When former Western Michigan linebacker Ameer Ismail was cut by Herm Edwards and the Kansas City Chiefs in 2007, he felt like he had failed himself.
For Ismail, who was a 2006 All-American and Mid-American Conference Defensive Player of The Year, his dream was to have a career in the National Football League. Being cut felt like a setback to him and felt like a low point in his life.
“I almost didn’t want to show my face at Western,” Ismail said. “I don’t know why I thought like that, people of course still wanted to see me. But I had just felt like I failed. A lot of it was because of injury and things like that but it didn’t matter, I wasn’t there (on the Chiefs).”
But that moment was just the beginning of a long journey for Ismail that included him playing in multiple other football leagues, selling cars, doing some acting and playing SlamBall.
The current head coach for the IFL’s (Indoor Football League) Iowa Barnstormers and assistant coach for Albion College went through multiple knee surgeries and a torn achilles to pursue his dream of playing in the NFL.
From his freshman year in college all the way up to his coaching days, Ismail stared adversity in the face several times. And he never shied away from it.
Scout team hero and Community College star
When Ismail first arrived on Western Michigan’s campus in 2002, he was a part of the scout team to help WMU prepare for games on a week-to-week basis.
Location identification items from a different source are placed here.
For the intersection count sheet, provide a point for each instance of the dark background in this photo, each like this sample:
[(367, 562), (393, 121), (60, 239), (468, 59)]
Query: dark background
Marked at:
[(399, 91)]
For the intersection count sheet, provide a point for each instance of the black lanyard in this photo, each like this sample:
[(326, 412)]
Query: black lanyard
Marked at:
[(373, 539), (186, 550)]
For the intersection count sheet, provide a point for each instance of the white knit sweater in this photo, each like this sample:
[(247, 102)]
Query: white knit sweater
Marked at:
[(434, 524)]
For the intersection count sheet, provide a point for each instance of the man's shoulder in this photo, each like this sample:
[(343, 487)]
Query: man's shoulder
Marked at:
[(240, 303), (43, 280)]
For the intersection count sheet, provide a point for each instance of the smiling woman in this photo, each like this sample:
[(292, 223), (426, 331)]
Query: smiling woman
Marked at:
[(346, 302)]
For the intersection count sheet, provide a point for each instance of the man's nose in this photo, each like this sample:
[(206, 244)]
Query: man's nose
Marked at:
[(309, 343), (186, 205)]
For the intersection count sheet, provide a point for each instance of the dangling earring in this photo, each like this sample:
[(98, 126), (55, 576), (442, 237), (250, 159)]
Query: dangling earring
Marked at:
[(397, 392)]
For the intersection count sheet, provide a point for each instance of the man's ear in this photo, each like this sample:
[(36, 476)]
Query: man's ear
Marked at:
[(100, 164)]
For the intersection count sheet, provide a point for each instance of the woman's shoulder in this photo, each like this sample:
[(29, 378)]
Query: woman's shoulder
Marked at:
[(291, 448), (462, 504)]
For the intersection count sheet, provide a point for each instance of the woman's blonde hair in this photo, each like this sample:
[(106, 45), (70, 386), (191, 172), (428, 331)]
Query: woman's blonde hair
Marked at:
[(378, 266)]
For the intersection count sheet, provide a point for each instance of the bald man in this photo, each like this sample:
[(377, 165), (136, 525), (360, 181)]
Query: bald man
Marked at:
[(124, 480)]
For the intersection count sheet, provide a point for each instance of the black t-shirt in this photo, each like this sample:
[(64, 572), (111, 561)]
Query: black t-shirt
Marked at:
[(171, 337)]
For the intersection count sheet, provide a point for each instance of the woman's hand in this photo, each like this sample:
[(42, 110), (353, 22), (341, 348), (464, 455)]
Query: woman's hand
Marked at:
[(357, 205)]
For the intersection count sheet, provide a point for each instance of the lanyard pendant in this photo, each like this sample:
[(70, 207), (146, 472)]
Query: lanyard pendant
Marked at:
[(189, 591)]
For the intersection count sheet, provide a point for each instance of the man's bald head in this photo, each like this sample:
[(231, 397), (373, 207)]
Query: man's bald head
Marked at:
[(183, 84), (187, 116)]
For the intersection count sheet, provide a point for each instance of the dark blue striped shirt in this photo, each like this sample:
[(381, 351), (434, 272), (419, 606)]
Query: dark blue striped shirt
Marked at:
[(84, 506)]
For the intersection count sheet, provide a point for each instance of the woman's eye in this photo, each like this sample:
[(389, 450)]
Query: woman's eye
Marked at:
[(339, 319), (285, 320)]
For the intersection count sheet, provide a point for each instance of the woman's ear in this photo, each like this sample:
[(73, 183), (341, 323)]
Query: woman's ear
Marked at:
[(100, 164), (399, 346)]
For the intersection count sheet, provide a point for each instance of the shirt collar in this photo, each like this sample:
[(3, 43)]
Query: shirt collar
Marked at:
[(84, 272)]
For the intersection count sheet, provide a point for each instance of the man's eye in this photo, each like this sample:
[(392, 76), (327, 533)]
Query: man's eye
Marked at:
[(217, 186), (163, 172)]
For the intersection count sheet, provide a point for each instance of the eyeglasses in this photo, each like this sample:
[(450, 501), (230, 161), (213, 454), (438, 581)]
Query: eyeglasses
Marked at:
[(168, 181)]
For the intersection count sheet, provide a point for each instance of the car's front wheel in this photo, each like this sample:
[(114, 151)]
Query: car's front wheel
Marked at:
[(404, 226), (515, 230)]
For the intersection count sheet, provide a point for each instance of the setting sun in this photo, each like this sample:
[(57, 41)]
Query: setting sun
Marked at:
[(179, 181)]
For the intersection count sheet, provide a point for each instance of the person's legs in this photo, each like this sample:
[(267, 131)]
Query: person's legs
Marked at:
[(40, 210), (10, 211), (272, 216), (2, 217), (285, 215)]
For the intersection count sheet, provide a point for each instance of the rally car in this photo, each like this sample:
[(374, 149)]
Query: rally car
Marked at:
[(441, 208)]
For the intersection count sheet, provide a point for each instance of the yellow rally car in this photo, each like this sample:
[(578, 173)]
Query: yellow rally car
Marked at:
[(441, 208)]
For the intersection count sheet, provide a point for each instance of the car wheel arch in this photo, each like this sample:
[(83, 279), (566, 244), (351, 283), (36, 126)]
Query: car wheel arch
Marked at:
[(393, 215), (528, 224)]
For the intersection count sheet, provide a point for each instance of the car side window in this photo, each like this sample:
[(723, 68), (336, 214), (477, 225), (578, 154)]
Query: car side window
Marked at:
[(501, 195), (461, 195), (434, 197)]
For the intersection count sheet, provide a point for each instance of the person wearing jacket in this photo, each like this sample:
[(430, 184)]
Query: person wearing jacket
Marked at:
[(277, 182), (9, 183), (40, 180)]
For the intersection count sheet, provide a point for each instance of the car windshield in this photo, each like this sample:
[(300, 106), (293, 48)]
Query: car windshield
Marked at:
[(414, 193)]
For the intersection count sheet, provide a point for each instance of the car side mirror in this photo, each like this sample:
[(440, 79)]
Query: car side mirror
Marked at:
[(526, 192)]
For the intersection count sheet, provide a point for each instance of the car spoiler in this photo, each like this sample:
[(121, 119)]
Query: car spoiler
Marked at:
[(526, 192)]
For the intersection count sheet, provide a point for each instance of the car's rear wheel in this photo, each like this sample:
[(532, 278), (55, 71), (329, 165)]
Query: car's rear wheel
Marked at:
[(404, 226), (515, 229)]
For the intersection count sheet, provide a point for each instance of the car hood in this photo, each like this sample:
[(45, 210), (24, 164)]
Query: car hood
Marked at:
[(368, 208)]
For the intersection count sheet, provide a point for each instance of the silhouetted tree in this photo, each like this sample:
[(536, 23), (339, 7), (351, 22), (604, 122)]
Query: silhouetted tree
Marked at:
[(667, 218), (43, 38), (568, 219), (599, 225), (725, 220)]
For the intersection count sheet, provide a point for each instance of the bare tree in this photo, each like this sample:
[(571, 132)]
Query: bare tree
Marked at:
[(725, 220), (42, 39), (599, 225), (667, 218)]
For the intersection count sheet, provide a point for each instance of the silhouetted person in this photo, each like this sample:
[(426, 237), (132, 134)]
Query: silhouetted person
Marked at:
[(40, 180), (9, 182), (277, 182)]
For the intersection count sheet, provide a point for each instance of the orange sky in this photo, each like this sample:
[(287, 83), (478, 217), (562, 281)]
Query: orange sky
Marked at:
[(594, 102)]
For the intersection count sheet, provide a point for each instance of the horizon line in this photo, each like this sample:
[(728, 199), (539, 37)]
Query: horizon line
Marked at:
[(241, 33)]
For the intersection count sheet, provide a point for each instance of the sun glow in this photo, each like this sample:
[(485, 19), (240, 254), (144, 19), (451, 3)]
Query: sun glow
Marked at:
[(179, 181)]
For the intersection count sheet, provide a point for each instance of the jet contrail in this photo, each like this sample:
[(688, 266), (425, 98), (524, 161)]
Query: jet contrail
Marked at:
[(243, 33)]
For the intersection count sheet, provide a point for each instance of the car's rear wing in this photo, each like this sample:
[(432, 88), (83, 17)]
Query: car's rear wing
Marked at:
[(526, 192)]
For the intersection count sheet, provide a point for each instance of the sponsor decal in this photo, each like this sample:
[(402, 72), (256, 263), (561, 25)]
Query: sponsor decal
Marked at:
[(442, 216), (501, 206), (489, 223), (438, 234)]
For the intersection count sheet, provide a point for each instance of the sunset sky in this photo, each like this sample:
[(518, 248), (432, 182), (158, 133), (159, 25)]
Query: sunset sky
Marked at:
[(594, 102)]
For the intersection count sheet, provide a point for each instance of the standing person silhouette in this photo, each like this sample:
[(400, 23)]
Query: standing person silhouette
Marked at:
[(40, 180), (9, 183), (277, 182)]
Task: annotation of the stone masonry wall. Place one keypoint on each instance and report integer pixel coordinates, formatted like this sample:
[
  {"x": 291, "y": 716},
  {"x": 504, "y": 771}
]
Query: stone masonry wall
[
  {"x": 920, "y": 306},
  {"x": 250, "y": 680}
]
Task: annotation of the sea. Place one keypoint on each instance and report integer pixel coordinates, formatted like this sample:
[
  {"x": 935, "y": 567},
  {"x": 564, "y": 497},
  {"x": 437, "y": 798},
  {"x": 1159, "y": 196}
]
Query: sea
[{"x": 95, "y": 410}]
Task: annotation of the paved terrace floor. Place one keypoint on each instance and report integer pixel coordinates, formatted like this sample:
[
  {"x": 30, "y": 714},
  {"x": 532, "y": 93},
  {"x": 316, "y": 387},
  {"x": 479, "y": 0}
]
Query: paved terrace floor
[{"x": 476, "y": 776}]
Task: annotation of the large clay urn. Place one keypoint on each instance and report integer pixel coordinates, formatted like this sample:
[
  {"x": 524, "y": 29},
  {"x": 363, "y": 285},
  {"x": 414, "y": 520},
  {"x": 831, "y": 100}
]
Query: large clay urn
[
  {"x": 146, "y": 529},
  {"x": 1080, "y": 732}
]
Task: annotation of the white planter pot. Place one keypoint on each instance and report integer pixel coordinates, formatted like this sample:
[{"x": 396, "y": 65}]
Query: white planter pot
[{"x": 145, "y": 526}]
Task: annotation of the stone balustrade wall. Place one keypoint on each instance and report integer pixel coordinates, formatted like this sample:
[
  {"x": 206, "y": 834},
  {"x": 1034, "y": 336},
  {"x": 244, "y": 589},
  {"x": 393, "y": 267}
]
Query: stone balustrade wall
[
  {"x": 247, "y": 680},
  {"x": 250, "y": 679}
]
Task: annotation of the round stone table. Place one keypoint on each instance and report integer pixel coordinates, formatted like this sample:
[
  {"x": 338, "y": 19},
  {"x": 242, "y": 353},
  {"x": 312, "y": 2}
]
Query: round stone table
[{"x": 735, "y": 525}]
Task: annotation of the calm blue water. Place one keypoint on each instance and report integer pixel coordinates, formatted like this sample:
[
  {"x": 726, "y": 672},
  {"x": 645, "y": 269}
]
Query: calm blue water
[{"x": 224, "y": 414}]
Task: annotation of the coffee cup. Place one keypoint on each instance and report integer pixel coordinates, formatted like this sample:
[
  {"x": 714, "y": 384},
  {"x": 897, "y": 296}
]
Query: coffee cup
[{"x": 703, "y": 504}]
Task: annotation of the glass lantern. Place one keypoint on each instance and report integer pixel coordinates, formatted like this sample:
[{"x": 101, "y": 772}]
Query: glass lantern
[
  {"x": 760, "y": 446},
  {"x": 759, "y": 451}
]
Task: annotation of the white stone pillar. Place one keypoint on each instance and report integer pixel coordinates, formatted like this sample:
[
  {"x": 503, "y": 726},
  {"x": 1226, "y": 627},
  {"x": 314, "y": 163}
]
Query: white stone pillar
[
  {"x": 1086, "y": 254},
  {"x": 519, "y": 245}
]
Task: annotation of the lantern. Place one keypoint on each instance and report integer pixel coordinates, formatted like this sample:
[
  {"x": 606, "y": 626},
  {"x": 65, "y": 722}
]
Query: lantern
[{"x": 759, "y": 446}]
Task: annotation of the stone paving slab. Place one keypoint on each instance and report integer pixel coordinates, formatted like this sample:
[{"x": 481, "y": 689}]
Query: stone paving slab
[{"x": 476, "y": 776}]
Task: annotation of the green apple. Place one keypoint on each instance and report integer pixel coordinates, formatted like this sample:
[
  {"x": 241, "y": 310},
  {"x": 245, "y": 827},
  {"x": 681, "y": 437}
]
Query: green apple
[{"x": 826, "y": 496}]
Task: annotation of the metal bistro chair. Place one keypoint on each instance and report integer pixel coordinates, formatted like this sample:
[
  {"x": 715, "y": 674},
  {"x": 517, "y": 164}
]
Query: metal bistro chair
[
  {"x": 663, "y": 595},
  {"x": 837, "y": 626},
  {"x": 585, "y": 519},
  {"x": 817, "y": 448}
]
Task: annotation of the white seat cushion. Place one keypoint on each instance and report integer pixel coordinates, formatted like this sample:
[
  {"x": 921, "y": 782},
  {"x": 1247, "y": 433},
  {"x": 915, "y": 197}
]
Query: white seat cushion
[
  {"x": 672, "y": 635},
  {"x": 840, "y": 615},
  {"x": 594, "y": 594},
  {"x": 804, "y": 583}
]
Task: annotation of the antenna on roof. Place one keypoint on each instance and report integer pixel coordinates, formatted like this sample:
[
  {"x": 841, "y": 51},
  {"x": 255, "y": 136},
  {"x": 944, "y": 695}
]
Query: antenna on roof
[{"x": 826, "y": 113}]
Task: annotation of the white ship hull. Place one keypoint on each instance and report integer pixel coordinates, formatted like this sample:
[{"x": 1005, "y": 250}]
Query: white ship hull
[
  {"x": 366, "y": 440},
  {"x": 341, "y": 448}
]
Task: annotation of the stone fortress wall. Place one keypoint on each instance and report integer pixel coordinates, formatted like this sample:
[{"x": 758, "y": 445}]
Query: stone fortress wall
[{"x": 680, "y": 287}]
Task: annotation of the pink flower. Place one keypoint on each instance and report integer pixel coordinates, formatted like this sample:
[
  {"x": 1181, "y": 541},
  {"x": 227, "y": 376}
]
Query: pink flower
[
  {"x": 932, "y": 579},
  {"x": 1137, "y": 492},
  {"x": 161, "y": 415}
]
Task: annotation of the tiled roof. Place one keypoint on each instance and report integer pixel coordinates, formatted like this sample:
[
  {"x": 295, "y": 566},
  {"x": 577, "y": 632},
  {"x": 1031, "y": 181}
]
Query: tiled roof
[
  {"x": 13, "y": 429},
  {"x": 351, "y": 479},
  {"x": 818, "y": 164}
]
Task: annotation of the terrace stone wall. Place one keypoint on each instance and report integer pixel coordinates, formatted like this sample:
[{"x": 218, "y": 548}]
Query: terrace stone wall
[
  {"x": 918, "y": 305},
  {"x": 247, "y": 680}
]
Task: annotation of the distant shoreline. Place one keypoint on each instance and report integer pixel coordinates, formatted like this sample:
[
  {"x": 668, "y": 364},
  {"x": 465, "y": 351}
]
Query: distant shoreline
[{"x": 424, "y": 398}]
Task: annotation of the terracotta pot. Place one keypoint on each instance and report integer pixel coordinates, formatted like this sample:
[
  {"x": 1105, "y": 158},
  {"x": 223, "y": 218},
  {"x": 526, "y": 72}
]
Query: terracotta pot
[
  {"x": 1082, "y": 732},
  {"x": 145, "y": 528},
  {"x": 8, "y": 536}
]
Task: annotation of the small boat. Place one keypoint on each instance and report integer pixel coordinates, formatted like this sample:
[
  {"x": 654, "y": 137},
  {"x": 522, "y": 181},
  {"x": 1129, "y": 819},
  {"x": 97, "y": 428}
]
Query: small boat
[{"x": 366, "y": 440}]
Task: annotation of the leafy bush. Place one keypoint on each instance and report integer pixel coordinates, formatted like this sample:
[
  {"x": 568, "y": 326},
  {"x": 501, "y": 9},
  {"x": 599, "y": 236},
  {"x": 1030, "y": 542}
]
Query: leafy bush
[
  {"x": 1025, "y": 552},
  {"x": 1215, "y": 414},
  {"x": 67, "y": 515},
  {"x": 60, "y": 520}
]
That season, as a scout team running back, Ismail was named the Offensive Stallion of the Year, given to the best offensive scout team player on the team.
“That to me was one of the more valuable awards I got because it came at a time where I was working really hard and wasn’t getting a lot of credit for it in terms of the public eye,” Ismail said. “But the coaching staff valued it. I had the mindset of ‘I’m going to be the best scout team running back, that gets us better’ and I knew that would help our defense be better on the field.”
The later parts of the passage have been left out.